I texted him and he called me and said that yes he was in his office but that I should not be. He told me that the roads are really bad and that most of his patients have cancelled. I told him I could try to come because I really needed to see him but he said that he didn't want me getting hurt or in an accident. I guess that was a good thing. I mean that he cares. Not sure because my mind is telling me that he really didn't want to see me anyway because we had such a bad session last Thursday and I just want to cry thinking of it.
I asked him about rescheduling and he reminded me that I'm in for Thursday... but I meant before that because getting to Thursday is going to be difficult. We had a very rocky session on Thursday last week and this weekend was really bad for me with extreme anxiety and panic. I'm trying to keep it under control but the weather is not helping with that either.
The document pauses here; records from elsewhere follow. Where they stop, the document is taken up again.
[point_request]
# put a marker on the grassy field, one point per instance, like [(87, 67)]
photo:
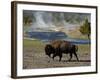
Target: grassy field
[(34, 56)]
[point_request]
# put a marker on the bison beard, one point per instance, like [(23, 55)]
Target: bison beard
[(58, 47)]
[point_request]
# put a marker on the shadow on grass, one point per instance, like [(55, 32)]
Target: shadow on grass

I asked T if I don't come can we speak on the phone and he said no. I was a bit surprised but then he said if you don't come I'm going home. So I told him that was fine and I wished he would go home before it got worse. He then offered to call me from the road but I said "no way, I'm not going to be to blame if you get hurt. no driving and talking. And yes, this is me taking care of you for a change." He laughed and said "fair enough". Then he said if I'm not doing well I could call him between patients tomorrow.
When we hung up I just felt like I wanted to cry. The emptiness was so strong. I had looked forward to seeing him today to try to mend things from last week and to tell him why. I feel like I'm being punished in a way. Not by him but by the fates. I was also worried about him getting home safely. He has normally a half hour drive. Today it will take much longer.
I could email him tonight but I don't even know what to say. I felt so sad I didn't even bother to get dressed today and I don't feel like doing anything. Spring cannot get here soon enough.